Ça tombe bien. Parce que de l’autre côté de l’Atlantique, le rouquin qui vient de déposer une bombe dans les toilettes du pub où la reine devait faire un discours sera bientôt orphelin de son Irlande natale… Un dernier pied de nez aux habits rouges, et le rouquin entonne le “Dying Seaman” (comme son papa, avant qu’il ne se perde en mer). Sans savoir que moins de dix ans plus tard, ce “Dying Seaman” deviendrait “Dying Cowboy” dans la bouche d’un garçon-vacher dialoguant avec son feu de camp… On a dépassé les années 80 (de 1800). Le rouquin est tenté par les dernières caravanes allant vers l’Ouest. Mais chanter à l’unisson, même avec des compatriotes, ça n’est pas son truc.

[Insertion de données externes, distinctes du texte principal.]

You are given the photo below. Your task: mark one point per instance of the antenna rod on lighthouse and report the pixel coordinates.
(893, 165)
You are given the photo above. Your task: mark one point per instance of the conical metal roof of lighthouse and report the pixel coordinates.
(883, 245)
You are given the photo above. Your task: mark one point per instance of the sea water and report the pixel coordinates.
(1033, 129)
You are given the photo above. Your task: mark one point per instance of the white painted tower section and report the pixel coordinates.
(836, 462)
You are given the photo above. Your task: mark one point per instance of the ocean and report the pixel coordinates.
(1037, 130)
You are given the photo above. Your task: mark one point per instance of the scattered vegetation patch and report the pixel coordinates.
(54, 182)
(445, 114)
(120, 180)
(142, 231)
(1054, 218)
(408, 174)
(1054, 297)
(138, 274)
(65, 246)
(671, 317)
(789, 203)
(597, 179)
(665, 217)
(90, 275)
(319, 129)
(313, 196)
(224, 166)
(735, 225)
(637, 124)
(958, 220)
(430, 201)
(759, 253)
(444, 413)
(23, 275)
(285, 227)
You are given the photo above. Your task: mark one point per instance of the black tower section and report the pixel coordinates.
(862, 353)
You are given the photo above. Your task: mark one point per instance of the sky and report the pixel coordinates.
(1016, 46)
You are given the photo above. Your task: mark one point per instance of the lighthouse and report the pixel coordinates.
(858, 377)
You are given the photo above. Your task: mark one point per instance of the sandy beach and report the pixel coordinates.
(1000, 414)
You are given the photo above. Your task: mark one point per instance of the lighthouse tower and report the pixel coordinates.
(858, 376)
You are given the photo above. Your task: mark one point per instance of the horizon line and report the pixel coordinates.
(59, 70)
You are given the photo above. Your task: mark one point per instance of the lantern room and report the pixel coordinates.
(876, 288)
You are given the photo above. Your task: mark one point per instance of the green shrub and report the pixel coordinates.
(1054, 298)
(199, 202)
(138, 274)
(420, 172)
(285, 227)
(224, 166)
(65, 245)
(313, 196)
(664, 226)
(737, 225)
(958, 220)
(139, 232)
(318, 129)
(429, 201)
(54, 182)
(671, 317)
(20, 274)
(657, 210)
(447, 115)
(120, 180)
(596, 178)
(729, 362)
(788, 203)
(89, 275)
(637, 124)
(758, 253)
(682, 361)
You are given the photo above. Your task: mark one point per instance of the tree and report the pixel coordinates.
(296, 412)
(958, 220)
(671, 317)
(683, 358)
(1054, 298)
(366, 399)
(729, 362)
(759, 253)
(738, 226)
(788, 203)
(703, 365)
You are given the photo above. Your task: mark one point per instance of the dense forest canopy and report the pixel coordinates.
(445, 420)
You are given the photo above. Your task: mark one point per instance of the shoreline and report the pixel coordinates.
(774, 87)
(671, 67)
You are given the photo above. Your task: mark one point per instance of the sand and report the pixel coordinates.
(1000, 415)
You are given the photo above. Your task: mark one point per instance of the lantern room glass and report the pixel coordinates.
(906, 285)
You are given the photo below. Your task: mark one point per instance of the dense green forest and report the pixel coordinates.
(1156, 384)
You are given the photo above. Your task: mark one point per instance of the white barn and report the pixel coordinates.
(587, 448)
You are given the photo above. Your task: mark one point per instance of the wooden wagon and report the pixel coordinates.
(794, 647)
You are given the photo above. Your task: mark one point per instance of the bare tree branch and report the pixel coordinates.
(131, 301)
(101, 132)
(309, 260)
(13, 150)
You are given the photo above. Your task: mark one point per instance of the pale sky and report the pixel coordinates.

Il fait quelques années au Pony-Express, juste assez pour s’acheter un (vrai) cheval et une (fausse) selle mexicaine. On n’est pas loin des années 90…
Le rouquin convoie des troupeaux du Texas au Montana. Et ça prend du temps. Alors, il rappe ses chansons issues de l’univers des pubs british au rythme débonnaire de son canasson…
Car n’en déplaise à Hollywood, au fan que je suis et à tous les cowboys électriques qui interprèteront les “Streets Of Larédo” avec grand orchestre, nos vachers chantaient a cappella (cette tradition existe encore : procurez-vous donc les disques de Waddy Mitchell. J’ai dit Waddy…). A cappella, sans banjo, sans philharmonique : c’est ainsi que le rouquin dialogue avec son bivouac et sa timbale de café bouilli. Il leur confie les moments les plus poignants de sa condition d’homme seul face aux rigueurs de l’hiver, au coup de feu que la nuit vous tire parfois dans le dos à l’ombre des cactus sans ombre…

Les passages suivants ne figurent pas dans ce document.